24h Schötz-Helikopter 117

Nachdem es beim Rennen am Breitbrunnen nicht so lief und ich beim 12h Rennen in Külsheim sogar ausgestiegen bin, musste das anstehende 24h Rennen in Schötz wieder deutlich besser laufen, um die Saison nicht deutlich in die Tonne zu treten. So war die Erwartungshaltung groß, dass Selbstvertrauen aber erst mal verhalten. Ich ließ nichts in meiner Vorbereitung unversucht, um wieder in die Erfolgsspur zurück zu kommen.

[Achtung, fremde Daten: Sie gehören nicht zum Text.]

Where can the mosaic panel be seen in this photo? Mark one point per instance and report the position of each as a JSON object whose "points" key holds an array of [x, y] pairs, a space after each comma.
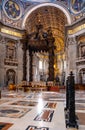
{"points": [[12, 95], [5, 126], [36, 128], [45, 115], [13, 112], [51, 105], [25, 103]]}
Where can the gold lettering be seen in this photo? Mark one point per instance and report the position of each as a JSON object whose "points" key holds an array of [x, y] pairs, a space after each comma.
{"points": [[13, 33], [77, 29]]}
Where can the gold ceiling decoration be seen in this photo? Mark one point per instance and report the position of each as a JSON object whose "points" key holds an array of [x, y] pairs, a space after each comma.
{"points": [[49, 17]]}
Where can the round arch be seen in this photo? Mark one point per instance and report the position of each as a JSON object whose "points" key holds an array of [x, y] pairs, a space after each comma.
{"points": [[65, 11]]}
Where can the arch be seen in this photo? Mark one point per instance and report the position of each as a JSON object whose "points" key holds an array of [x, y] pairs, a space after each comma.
{"points": [[65, 11], [10, 76]]}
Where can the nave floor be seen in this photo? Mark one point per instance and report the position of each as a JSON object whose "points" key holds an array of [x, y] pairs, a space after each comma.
{"points": [[37, 110]]}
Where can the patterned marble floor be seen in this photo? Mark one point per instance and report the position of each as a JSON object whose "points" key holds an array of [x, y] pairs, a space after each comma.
{"points": [[37, 110]]}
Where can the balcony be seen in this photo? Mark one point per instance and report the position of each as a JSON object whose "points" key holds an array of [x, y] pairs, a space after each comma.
{"points": [[11, 62]]}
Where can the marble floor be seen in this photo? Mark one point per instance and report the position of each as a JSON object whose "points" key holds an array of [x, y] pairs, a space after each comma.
{"points": [[38, 110]]}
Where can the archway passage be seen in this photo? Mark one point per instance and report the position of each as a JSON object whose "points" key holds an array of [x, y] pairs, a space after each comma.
{"points": [[55, 19]]}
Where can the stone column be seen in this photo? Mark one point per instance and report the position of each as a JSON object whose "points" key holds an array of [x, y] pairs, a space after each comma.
{"points": [[30, 66], [50, 40], [25, 42]]}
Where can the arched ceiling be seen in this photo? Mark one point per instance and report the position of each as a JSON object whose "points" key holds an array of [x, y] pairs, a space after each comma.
{"points": [[49, 17]]}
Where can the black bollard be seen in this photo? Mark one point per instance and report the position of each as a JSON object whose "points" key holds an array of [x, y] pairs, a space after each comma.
{"points": [[0, 94], [67, 95], [71, 88]]}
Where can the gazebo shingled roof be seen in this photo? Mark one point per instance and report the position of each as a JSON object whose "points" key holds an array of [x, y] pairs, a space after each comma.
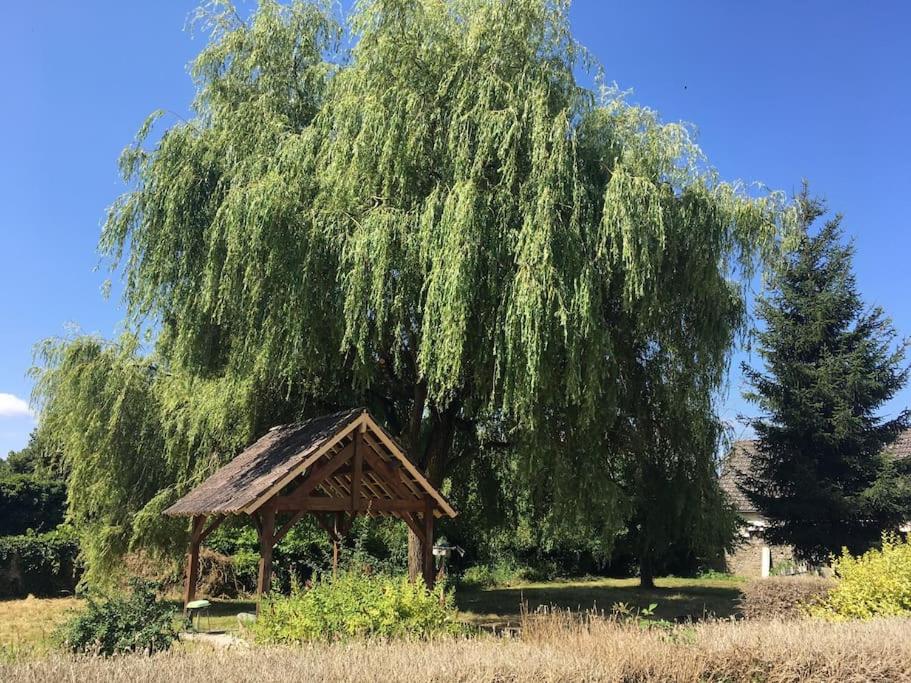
{"points": [[343, 464]]}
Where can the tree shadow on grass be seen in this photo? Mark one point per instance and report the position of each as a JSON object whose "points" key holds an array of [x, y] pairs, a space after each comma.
{"points": [[674, 602]]}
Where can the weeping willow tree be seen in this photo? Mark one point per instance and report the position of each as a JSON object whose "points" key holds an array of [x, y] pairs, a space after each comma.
{"points": [[416, 207]]}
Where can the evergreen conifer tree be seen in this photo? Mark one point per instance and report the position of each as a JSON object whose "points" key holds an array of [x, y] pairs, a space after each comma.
{"points": [[823, 474]]}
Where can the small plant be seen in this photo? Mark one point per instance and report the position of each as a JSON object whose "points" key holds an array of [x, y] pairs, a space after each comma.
{"points": [[875, 584], [357, 605], [139, 623]]}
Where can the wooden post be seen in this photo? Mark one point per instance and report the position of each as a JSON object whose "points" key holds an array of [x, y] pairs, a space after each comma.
{"points": [[428, 564], [189, 589], [357, 473], [336, 535], [266, 536]]}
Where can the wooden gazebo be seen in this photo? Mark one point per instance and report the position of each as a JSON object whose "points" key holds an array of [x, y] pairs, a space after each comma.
{"points": [[333, 467]]}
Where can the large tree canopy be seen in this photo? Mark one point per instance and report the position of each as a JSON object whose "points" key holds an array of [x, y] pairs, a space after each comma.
{"points": [[831, 364], [419, 208]]}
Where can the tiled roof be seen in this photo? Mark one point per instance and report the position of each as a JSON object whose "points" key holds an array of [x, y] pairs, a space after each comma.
{"points": [[738, 464]]}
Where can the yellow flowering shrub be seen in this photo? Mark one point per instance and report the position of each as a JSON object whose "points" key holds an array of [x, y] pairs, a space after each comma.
{"points": [[877, 583]]}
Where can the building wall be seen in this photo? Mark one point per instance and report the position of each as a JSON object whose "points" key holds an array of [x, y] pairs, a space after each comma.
{"points": [[746, 560]]}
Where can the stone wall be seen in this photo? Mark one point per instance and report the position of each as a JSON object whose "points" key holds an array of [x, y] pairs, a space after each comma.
{"points": [[746, 560]]}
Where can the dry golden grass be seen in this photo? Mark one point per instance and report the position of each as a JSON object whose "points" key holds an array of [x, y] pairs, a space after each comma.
{"points": [[27, 624], [557, 648]]}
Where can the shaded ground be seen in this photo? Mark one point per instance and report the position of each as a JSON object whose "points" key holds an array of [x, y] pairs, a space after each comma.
{"points": [[676, 599]]}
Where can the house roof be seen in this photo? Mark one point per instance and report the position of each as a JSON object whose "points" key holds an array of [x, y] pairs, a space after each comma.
{"points": [[288, 452], [737, 465]]}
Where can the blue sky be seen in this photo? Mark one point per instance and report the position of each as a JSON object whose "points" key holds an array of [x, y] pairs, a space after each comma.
{"points": [[779, 91]]}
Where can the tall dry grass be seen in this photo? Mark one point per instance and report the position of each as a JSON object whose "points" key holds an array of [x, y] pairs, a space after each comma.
{"points": [[556, 648]]}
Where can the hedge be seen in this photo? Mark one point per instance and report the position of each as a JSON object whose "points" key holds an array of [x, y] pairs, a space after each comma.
{"points": [[30, 502], [43, 565]]}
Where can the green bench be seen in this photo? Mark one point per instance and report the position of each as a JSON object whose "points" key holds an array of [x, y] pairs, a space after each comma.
{"points": [[197, 609]]}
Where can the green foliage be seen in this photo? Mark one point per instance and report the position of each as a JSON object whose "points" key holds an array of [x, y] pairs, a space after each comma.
{"points": [[138, 623], [30, 502], [439, 223], [783, 597], [357, 605], [38, 458], [41, 565], [875, 584], [823, 474]]}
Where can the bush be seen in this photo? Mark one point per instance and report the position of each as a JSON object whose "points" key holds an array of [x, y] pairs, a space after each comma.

Als erstes wurde mein alter Freund „de Frume Kris vom Team Schkai“ kontaktiert.

„Hey Kris, du bisch jo a bissl dabbig mit dem Renner geged Mure gfahre und kansch deashalb nun nid um da Doursieg kämpfe. Mainsch du könsch mir mol für di negschde 3 Wuche di Inhalator laie?“

Doch obwohl ich meine Nachfrage recht hartnäckig über alle möglichen Kanäle wie Facebook, Twitter und Instagram richtete, blieb diese leider unbeantwortet.

Doch töricht ist, wer nur Plan A hat, deshalb folgte eine weitere Anfrage, mein Plan B.

„Du Floyd aldi Hüdde, be dinem Husarerit ins gelbi Drickot, wo hesch do nonemol di Kortisonpflaschder genau ahnekläbt? Gits des in de Abodeg und velicht au als Nasepflaschder?

Doch auch diese Anfrage an den Toursieger von 2006 blieb unbeantwortet und zeigt wahren Sportsgeist gibt´s halt nur unter Ultrafahrern, die auf den Dackelschneidern sind alles Arschkrampen.

So schien mein Comeback wie dies der Backstreetboys kläglich zu scheitern. Wie der Phönix aus der Asche wollte ich auferstehen und zurückschlagen, mit einer Wucht, dass selbst ein Eddy „der Kannibale“ Merckx zu den Vegetariern übergesiedelt wäre.

So scheiterte also mein kläglicher Versuch, meinen Kadaver wieder in Top 7 Form (Platzierung 2018) zu bringen.

Samstags startete die Anreise ins nahegelegene Schötz. Später sollte noch Onkel Emma als Betreuer nachkommen, sowie der geilste Fanclub der Welt, bestehend aus der tollsten Gattin der Welt Pamela, Töchter Soe May & Mayla, sowie meinen Schwiegereltern.

Emma, ich und die zwei von der Tanke

Ein liebevolles „stell dich nicht so an und trete weiter“ von Pamela wirkt immer belebend.

Und die freudigen Augen, wenn die Kleinen dem Papa ne Flasche reichen dürfen motiviert zusätzlich.

So sollte meine Familie also mein „Doping“ für das kommende Rennen sein.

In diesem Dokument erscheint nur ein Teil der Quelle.